Oosthoek encyclopedie

Oosthoek's Uitgevers Mij. N.V (1916-1925)

Gepubliceerd op 24-01-2019

Hoefkraakbeenderen

betekenis & definitie

Hoefkraakbeenderen - In den hoef bij het paard is het hoefbeen gelegen, welks uiteinden of hakken aan beide zijden een platvormig verlengstuk van kraakbeen dragen, de hoefkraakbeenderen. Deze zijn bij het levende paard te voelen juist boven den hoornschoen aan het achtergedeelte van den hoef. Door deze veerkrachtige kraakbeenderen is het mogelijk, dat de hoef bij de belasting uitzet, kan dus het hoefmechanisme werken, waardoor weer de hoorngroei vooral wordt bevorderd.

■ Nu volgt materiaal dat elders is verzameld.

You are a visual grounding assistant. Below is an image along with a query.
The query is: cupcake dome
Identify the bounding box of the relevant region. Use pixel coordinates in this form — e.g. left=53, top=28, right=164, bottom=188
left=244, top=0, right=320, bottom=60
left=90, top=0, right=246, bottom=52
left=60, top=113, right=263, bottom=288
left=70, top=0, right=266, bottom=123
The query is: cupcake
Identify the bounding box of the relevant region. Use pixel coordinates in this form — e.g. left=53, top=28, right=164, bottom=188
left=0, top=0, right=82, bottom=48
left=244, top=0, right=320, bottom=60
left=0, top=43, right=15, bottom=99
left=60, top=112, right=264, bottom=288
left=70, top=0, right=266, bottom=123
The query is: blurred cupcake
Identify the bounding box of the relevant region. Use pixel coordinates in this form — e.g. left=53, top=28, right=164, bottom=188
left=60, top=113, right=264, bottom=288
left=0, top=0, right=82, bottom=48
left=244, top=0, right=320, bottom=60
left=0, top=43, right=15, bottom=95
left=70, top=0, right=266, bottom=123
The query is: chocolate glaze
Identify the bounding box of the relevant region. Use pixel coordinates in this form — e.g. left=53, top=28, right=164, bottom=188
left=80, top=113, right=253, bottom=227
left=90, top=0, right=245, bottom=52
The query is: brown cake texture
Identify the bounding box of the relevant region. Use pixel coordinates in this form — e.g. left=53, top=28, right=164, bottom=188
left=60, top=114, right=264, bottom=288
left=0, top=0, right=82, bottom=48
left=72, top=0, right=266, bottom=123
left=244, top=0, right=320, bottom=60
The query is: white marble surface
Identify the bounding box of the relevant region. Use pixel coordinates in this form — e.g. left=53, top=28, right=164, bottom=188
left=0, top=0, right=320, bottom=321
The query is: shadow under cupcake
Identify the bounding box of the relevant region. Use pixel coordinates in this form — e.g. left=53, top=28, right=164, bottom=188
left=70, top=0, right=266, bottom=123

Bij oudere paarden, vooral van zware rassen, en die veel op den harden weg moeten werken, treft men meermalen verbeening van hoefkraakbeenderen aan.

Het eerst is in den regel het buitenhoefkraakbeen der voorhoeven verbeend. De hoef wordt dan aan de zijde waar het kraakbeen is vernauwd en dikwijls pijnlijk. Een zorgvuldig en doeltreffend beslag is dan noodig om het paard bruikbaar te houden.